Fucsia avanzó tres pasos por la primera habitación del desván y enseguida se detuvo y se anudó un cordel por encima de la rodilla. Sobre ella se cernían unas vigas indistintas y las vio mientras se incorporaba, e inconscientemente las amó. Ésta era la habitación de los trastos viejos. Aunque muy larga y alta de techo, parecía relativamente pequeña, puesto que unas fantásticas pilas de todo tipo de cosas, desde el enorme órgano hasta la cabeza pintada de un maltrecho león de cartón piedra que algún día tuvo que servir de juguete a algún antepasado de Fucsia, abarrotaban todas las paredes, dejando únicamente una avenida para pasar a la sala contigua. Esta avenida alta y angosta serpenteaba por el centro del primer desván antes de doblar bruscamente en ángulo recto a la derecha. El hecho de que hubiera tantos trastos en la habitación, no significaba que Fucsia la ignorara y que la utilizara sólo como lugar de paso. Nada de eso, pues era aquí donde se había entretenido muchas tardes, gateando hasta los más recónditos escondrijos y descubriendo extrañas cavernas entre los incongruentes vestigios del pasado. Sabía cómo llegar al centro de lo que parecían montañas de muebles, cajas, instrumentos musicales y juguetes, cometas, cuadros, armaduras y cascos de bambú, banderas y reliquias de todo tipo, así como un indio sabe seguir un rastro secreto en la hierba. Al alcance de Fucsia, la piel y la cabeza de un mandril polvoriento cubría un tambor destripado que sobrepasaba las borrosas cimas del atestado desván. Todo parecía enorme e inexpugnable en la cálida y silenciosa penumbra, pero si lo hubiera querido, Fucsia habría podido desaparecer, torpe pero rápidamente, en las entrañas de estas fantásticas montañas, y tumbarse allí en un antiquísimo sofá con un libro de imágenes junto a ella, oculta para todos en pocos segundos.

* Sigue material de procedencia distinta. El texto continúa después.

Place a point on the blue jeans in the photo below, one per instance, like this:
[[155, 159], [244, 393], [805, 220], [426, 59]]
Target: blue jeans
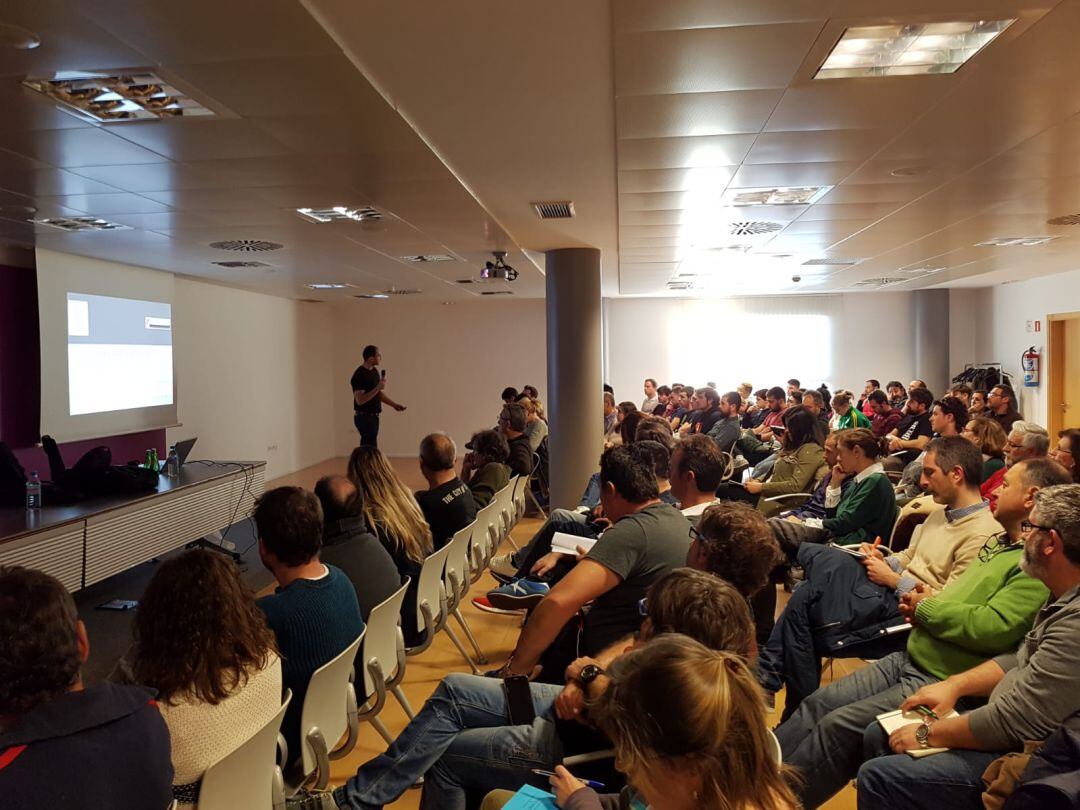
[[462, 731], [889, 781], [824, 738]]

Esta mañana se encaminaba a la tercera de sus habitaciones; avanzó por el cañón, pasando por debajo de la pata de una jirafa iluminada por un hilo de luz polvorienta y que atravesaba el camino de Fucsia como una especie de dintel justo antes de que el pasadizo torciera a la derecha. En cuanto Fucsia dobló el recodo, vio lo que esperaba ver. A doce pies estaban los escalones de madera que descendían al segundo desván. Las vigas combadas de encima de los escalones ocultaban una parte del cuarto. Pero el trozo visible de suelo desnudo permitía imaginar el resto. Bajó los escalones. Hubo un desgarramiento de nubes; un cielo, un desierto, una olvidada orilla se desplegaron en ella.

Caminar sobre el suelo vacío era como caminar por el espacio. Espacio, como el que la pupila penetrante del cóndor llega a vislumbrar, como el que el águila rapaz atisba a través de su sangre.

El silencio tenía aquí un ritmo sonoro. Los salones, las torres, las habitaciones de Gormenghast pertenecían a otro planeta. Fucsia alzó la mano y tiró de un espeso mechón de cabellos echando la cabeza hacia atrás; el corazón le latía con fuerza, y estremeciéndose de la cabeza a los pies, unos minúsculos diamantes le aparecieron en el rabillo interior de los ojos.

¡Con qué personajes había poblado este perdido escenario vacío! Era aquí donde veía a criaturas de su imaginación, las fogosas figuras que ella inventaba y que deambulaban de rincón en rincón, recogidas como monstruos o atravesando los aires como serafines de alas ardientes, o que bailaban, o peleaban, o reían, o lloraban. Éste era el desván de la fantasía, donde los compañeros de su mente avanzaban y retrocedían por los suelos polvorientos.